Das Wort zur Woche von Michaela Ehrich, Pastorin in Seedorf-Mustin
Durchatmen im Stau
Kennt ihr das auch? Neulich stand ich im Stau. Nicht ewig, etwa eine Dreiviertelstunde. Ich weiß nicht mehr. Auf jeden Fall ging nichts mehr. Stillstand. Kein Vor und kein Zurück. Mein Auto und ich dazwischen und zwischen den anderen. In der Sonne brutzelnde Autodächer. Eigentlich musste ich weiter.
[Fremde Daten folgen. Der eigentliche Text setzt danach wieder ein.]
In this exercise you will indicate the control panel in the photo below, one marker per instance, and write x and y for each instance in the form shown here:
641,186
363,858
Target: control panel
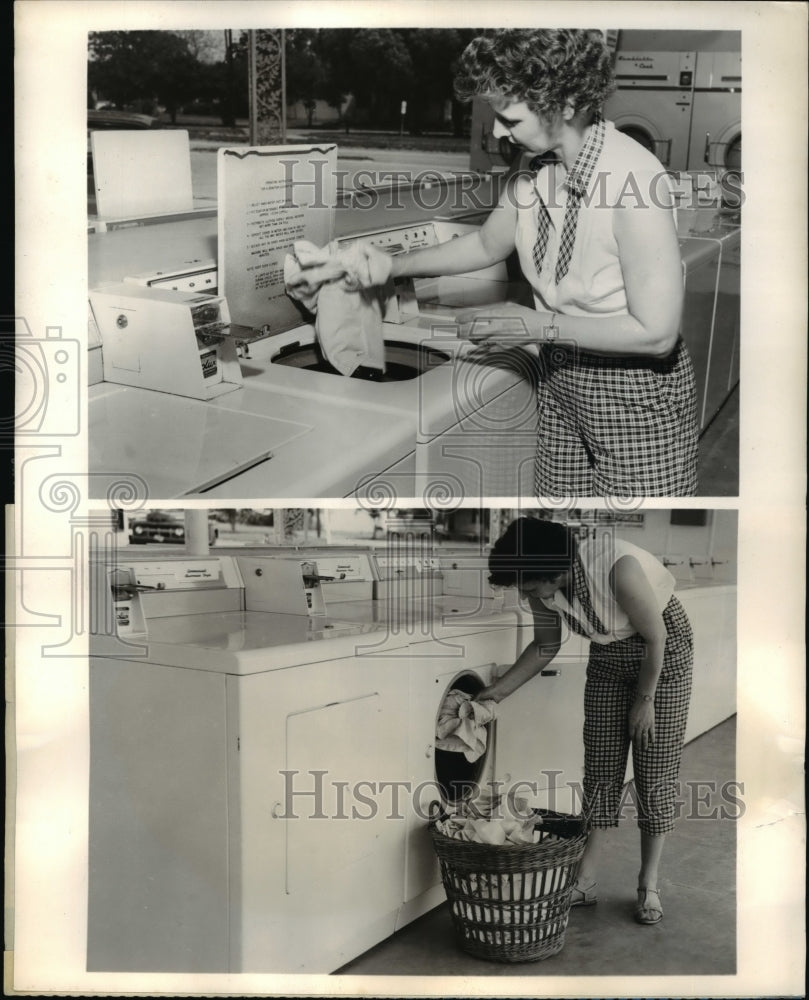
169,582
198,275
394,241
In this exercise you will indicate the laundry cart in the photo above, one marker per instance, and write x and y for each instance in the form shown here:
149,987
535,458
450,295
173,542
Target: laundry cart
233,736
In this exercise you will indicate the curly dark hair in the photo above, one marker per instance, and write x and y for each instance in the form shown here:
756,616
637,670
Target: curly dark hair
545,68
531,549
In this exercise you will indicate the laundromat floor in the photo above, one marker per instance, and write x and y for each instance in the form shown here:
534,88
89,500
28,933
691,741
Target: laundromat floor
696,937
718,467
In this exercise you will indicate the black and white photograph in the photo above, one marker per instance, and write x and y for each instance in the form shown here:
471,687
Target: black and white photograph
322,742
406,562
300,257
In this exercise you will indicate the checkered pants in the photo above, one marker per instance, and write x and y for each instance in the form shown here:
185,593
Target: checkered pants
609,692
622,426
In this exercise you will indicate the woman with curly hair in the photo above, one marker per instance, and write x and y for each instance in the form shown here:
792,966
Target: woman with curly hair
596,238
638,681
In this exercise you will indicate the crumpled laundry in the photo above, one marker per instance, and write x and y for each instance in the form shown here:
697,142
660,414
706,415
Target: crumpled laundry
342,287
482,821
462,724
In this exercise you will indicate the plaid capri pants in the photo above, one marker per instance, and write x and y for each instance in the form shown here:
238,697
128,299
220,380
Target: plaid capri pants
612,673
615,426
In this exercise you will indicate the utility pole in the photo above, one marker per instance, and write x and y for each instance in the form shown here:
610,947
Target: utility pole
267,88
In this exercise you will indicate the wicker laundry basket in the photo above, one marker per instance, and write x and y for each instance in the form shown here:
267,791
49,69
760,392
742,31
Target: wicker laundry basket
511,903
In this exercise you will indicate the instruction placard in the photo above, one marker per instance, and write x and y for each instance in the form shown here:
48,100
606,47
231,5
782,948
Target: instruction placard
270,197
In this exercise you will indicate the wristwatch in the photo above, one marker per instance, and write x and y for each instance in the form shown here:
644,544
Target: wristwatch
550,331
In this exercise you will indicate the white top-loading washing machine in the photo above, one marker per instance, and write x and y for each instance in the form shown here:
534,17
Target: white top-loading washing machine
252,749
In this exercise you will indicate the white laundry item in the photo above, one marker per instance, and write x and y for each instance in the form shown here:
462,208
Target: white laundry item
343,289
462,724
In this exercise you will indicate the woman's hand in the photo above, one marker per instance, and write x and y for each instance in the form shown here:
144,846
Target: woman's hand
641,723
365,266
504,323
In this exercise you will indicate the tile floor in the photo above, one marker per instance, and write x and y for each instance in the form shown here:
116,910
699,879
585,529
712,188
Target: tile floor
696,937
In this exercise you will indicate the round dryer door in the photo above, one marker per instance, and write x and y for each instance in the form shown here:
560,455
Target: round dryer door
456,777
646,134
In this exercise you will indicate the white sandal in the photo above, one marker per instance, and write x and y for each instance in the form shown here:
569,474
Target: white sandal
648,910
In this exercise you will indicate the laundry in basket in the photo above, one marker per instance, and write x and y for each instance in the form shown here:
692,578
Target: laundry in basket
511,902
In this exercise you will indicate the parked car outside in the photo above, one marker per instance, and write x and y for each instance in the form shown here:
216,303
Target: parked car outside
410,522
109,119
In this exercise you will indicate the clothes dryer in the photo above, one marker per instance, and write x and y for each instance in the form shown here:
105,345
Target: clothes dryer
716,122
653,101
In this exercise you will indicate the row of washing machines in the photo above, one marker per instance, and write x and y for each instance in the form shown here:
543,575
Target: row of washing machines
263,751
685,107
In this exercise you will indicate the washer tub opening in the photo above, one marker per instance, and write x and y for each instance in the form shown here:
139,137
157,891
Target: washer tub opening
456,777
403,361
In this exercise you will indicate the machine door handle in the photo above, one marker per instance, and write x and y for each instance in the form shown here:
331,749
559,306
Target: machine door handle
665,158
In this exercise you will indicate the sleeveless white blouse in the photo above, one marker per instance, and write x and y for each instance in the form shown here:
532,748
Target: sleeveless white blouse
597,557
625,174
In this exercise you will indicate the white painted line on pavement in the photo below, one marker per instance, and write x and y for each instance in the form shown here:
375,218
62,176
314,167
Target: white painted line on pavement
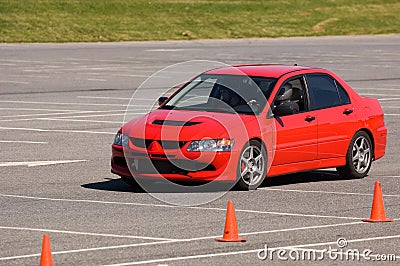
43,109
14,82
84,116
88,250
378,94
169,241
185,207
248,251
114,98
84,233
389,99
129,75
81,120
61,113
325,192
102,80
58,103
23,141
282,230
57,130
38,163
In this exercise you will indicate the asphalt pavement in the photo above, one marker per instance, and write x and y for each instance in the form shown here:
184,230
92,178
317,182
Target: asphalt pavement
61,105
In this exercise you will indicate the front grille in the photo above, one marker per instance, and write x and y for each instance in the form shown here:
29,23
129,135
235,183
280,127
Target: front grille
165,144
170,166
175,123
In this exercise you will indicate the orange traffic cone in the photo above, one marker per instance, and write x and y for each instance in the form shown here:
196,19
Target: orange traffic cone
45,258
378,207
231,229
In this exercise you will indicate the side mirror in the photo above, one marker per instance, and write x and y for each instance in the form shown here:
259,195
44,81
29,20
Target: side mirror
162,100
283,109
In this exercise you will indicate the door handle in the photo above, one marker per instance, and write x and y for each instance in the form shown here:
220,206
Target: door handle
309,118
348,111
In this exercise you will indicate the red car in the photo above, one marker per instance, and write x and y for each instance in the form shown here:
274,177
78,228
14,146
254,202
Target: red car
246,122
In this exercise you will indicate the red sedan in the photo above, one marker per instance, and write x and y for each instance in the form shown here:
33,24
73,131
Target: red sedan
247,122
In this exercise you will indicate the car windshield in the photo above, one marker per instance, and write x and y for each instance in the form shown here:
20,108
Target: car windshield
223,93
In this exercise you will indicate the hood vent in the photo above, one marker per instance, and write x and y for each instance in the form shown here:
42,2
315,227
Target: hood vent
175,123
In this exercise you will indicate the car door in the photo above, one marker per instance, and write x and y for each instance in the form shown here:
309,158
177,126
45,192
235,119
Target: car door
335,115
296,134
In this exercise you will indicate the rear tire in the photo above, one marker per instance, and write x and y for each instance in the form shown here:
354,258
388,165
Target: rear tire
252,166
358,157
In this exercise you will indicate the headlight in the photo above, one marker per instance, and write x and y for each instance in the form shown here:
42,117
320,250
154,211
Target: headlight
121,139
211,145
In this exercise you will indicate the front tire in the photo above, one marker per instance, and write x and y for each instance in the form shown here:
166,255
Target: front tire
252,166
358,157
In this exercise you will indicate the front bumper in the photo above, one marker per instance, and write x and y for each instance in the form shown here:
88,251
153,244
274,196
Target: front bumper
174,165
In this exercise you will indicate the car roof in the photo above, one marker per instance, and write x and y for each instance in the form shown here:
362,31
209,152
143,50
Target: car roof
271,71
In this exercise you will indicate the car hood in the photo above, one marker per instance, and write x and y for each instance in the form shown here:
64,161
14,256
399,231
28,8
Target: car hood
186,125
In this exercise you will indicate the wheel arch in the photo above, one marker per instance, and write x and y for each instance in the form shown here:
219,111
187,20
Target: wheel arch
371,137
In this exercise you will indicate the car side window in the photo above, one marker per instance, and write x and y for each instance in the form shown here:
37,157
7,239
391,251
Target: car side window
344,97
292,92
323,91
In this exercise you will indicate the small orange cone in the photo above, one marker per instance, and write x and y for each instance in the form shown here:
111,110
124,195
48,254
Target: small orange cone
45,258
378,207
231,229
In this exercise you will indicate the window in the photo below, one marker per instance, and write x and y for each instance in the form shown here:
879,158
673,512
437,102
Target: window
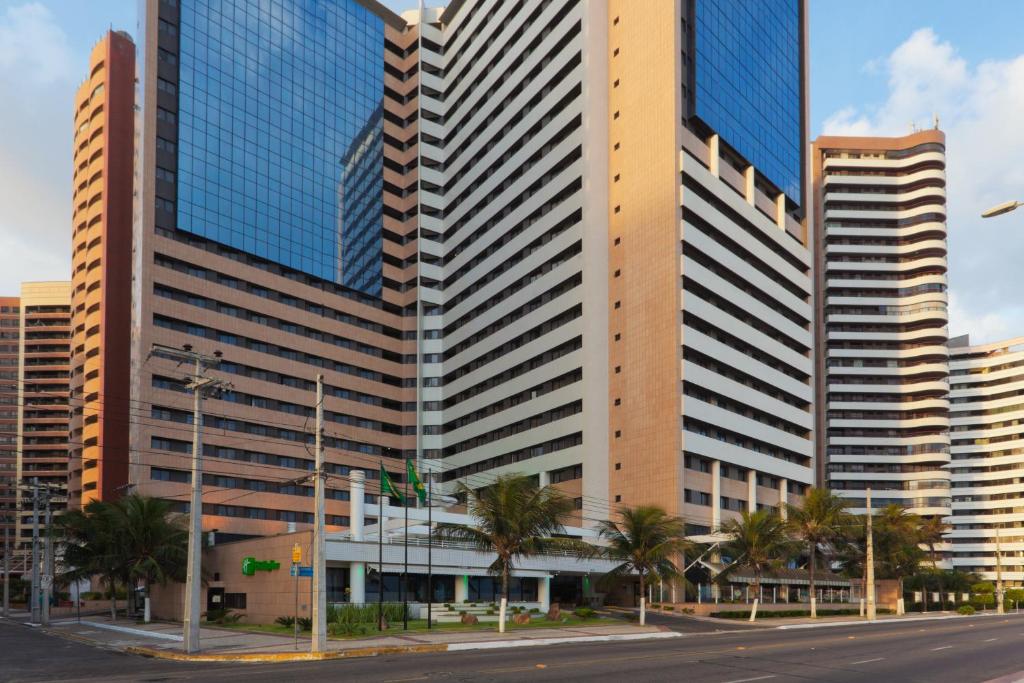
235,600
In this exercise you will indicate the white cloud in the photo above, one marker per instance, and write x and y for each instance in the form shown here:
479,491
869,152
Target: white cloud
980,109
33,45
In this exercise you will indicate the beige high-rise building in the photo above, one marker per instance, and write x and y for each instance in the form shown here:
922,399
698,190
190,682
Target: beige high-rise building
884,364
43,370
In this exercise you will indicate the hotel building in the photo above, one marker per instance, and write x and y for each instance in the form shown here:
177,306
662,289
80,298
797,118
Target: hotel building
884,373
514,237
101,223
43,371
986,416
10,312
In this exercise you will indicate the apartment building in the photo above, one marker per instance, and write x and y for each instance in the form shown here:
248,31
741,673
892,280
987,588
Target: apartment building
986,416
10,313
43,371
101,224
514,237
884,372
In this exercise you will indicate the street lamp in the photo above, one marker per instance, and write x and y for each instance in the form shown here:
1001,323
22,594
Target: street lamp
1000,209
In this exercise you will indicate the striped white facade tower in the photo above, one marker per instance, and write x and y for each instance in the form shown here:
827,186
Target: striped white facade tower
884,422
986,416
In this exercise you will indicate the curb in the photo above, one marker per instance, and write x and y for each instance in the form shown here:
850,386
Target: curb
266,657
263,657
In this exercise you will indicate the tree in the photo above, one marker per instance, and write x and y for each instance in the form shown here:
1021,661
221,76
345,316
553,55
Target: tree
757,540
92,547
644,540
819,521
514,518
897,537
930,532
156,542
124,542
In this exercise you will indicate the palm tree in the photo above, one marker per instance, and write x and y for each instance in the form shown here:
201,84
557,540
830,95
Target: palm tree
758,540
644,541
515,517
819,521
897,538
931,531
155,542
92,546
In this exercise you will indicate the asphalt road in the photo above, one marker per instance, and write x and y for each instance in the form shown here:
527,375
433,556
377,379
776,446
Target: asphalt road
958,650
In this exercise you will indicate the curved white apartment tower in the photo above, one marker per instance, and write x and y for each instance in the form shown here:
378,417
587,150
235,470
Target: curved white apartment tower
986,416
884,422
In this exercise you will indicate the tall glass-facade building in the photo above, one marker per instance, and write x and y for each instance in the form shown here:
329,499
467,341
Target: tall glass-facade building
280,147
748,82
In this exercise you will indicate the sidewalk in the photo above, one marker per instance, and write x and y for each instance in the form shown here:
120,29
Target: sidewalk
164,640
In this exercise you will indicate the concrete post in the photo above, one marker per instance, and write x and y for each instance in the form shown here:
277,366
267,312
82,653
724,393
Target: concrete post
716,495
356,518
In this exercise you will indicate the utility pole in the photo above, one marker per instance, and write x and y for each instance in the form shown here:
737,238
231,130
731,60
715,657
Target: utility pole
320,543
6,569
35,550
47,581
998,574
869,563
200,385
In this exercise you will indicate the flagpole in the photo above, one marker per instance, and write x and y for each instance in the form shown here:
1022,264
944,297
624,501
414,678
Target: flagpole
404,573
380,555
430,539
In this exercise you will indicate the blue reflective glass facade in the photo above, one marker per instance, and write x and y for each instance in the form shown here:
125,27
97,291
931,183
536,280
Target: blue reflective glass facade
281,133
748,83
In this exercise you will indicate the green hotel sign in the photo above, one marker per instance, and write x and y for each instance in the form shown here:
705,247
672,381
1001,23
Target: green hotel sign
250,565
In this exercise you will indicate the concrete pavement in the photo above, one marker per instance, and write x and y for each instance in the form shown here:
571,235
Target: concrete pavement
962,650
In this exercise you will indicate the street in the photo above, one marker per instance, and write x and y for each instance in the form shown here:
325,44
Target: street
956,650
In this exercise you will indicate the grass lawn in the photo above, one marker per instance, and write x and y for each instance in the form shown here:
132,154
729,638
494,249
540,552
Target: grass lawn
420,626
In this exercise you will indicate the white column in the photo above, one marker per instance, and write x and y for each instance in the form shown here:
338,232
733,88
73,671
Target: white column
356,516
461,589
716,495
544,593
713,155
356,520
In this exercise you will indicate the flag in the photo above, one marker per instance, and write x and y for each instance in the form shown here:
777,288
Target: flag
414,479
387,486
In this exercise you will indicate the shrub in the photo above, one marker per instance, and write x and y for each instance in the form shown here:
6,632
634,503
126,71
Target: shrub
223,616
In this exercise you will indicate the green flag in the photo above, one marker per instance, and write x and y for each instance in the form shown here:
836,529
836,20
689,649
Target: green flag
414,479
387,486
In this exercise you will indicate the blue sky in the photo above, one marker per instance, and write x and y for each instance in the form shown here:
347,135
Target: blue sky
877,67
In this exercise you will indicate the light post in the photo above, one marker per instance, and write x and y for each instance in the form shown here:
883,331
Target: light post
1000,209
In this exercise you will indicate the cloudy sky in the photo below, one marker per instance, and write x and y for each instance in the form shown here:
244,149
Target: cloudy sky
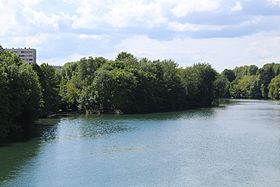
224,33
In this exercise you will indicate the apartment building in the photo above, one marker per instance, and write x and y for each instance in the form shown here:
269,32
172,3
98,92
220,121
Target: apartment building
26,54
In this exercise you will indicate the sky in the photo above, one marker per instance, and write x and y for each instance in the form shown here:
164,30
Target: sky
224,33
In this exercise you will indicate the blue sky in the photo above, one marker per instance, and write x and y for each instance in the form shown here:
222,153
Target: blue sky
223,33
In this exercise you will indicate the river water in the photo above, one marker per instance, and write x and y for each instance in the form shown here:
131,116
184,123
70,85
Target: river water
235,144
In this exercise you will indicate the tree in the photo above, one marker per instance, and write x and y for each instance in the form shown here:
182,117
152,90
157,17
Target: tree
221,86
274,88
229,74
245,70
20,94
199,84
246,87
49,82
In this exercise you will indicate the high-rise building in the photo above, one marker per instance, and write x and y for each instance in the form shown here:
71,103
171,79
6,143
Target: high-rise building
26,54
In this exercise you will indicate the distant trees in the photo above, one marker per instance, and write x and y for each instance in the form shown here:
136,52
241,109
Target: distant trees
253,83
123,85
274,88
129,85
49,82
20,94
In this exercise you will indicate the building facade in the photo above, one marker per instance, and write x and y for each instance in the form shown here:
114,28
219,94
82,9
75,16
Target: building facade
26,54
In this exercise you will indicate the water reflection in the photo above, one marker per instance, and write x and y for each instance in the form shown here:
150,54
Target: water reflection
236,145
83,126
14,156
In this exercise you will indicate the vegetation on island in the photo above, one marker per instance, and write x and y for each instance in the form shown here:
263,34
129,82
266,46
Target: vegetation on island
123,85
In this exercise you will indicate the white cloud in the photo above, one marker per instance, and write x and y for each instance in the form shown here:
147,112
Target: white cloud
176,26
275,2
92,36
123,13
221,53
237,7
184,7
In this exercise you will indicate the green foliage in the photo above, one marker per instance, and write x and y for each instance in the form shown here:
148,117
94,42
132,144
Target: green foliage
221,86
128,85
274,88
198,82
246,87
49,82
20,94
267,73
229,74
245,70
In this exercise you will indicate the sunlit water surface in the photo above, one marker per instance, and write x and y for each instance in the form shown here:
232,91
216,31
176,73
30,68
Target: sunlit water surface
236,144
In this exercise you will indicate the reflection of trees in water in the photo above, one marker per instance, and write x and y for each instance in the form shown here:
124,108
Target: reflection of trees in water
14,156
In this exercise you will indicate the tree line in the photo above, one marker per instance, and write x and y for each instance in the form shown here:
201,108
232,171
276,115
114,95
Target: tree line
123,85
251,82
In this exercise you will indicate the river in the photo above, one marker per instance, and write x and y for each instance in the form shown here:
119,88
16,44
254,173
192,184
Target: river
235,144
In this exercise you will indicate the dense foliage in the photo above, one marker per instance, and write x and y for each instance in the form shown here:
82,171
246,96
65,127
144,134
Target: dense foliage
26,93
129,85
250,82
123,85
20,94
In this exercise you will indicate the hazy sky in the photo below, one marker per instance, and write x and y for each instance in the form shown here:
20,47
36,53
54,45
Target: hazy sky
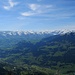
37,15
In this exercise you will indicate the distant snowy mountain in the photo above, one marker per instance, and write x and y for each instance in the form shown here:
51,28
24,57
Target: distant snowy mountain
10,38
20,33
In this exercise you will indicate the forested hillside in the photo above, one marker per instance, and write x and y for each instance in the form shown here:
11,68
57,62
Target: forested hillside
54,55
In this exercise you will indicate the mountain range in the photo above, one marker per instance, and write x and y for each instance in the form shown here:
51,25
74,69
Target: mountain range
52,53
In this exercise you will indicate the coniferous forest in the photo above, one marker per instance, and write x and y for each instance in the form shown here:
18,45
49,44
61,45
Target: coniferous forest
51,55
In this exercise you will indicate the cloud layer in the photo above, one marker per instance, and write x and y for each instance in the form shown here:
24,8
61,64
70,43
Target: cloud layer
10,5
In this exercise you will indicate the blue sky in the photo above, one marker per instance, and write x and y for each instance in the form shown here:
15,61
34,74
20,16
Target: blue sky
37,15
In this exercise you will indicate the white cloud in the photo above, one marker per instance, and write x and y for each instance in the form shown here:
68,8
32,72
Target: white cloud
27,14
10,5
36,9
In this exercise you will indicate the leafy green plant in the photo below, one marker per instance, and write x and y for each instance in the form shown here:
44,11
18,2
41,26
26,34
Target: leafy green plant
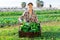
31,27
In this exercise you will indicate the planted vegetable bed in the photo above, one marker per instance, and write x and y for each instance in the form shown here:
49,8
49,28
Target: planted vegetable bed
30,30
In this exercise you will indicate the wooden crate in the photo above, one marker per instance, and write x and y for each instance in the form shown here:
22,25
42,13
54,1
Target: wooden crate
29,34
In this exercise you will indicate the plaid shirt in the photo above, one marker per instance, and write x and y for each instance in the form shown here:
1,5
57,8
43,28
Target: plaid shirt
28,18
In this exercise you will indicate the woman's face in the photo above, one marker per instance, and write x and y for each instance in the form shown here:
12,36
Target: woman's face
30,6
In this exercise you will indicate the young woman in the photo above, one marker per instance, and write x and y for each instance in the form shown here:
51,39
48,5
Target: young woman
29,15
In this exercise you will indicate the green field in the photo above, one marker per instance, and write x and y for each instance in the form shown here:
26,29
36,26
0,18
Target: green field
50,23
48,33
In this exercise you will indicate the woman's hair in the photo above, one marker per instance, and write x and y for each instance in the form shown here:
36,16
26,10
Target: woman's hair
30,3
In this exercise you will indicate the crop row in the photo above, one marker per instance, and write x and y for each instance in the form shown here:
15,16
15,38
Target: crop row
17,13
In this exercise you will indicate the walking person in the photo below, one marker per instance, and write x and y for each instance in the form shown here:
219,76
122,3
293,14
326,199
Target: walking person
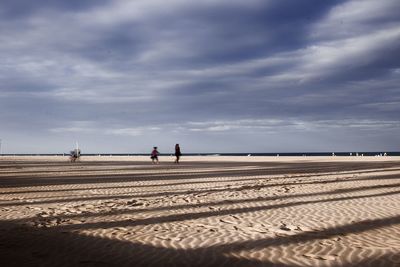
154,155
178,153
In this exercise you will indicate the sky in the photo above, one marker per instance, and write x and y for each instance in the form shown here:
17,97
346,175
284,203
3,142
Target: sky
122,76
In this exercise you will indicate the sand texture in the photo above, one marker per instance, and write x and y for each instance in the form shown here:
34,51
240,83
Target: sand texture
206,211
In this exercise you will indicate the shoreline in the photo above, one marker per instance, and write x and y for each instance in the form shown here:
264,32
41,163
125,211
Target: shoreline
164,158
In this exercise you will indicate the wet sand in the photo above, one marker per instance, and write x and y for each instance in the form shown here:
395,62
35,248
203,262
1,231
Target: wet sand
207,211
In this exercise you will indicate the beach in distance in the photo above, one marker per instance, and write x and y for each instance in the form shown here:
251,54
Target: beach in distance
205,211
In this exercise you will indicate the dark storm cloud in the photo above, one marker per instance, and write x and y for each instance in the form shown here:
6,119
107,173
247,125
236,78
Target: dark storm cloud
194,70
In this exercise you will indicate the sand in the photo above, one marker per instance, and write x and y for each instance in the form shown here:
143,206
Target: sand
207,211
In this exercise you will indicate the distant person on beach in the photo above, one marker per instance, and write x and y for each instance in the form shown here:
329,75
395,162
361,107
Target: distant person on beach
154,155
178,153
75,154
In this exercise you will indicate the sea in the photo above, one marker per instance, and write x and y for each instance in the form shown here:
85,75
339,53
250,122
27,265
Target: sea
274,154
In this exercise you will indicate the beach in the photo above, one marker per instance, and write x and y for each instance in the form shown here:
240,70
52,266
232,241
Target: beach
206,211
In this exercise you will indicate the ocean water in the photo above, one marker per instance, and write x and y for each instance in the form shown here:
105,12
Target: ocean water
291,154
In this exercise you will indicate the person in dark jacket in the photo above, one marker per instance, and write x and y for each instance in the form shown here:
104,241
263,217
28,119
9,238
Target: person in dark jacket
178,153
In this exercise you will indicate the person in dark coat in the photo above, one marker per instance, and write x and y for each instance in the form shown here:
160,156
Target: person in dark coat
178,153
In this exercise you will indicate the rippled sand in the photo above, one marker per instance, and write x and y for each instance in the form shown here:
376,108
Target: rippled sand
207,211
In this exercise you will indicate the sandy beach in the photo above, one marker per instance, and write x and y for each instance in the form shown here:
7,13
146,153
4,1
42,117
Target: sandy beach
206,211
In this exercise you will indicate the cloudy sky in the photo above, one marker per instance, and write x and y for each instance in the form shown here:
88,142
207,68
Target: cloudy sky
213,75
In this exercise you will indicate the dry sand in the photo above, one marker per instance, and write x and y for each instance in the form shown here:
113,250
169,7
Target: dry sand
208,211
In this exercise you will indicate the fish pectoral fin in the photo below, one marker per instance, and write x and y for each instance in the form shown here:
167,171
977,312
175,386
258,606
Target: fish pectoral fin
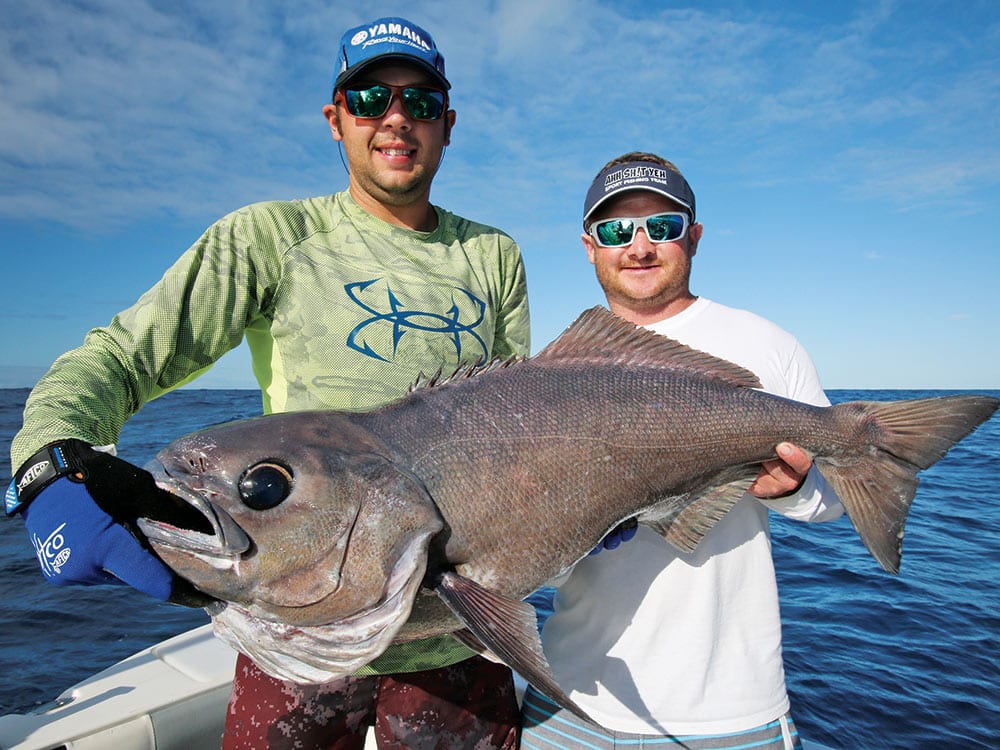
684,523
507,628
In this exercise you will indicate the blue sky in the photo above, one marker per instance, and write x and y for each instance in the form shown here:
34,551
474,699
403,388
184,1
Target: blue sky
845,156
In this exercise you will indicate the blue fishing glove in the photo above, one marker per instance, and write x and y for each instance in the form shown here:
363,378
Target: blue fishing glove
77,542
80,508
621,533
Das Komische war: Nach ein- oder zweimal Durchschnaufen wurde ich auf einmal ruhig. Ich konnte es eben nicht ändern. Es war, wie es war. Ich war, wo ich war. Und da war ich auf einmal raus aus der Verantwortung und dem Vorwärts. Auch mal gut, dachte ich. Wenn mal nichts mehr geht: Anhalten. Da sein, wo du gerade bist und nicht schon woanders. Abgeben.
Kurze Episode im Leben. Ich war ein Gast im Stau mit anderen, die dort auch zu Gast waren. So, wie wir eben Gäste sind, Gäste auf Zeit. Gäste auf der Erde, die nicht alles und jedes im Griff haben. Nicht den Stau. Und auch nicht die Lebensbewegung. Ein Segen, denke ich, gerade in unserer Leistungsgesellschaft. Manchmal denke ich, es wäre gut, wenn wir öfter mal im Stau steckten. Wir rasen zu sehr durchs Leben. Und Gott ist doch da und atmet durch, wo wir feststecken.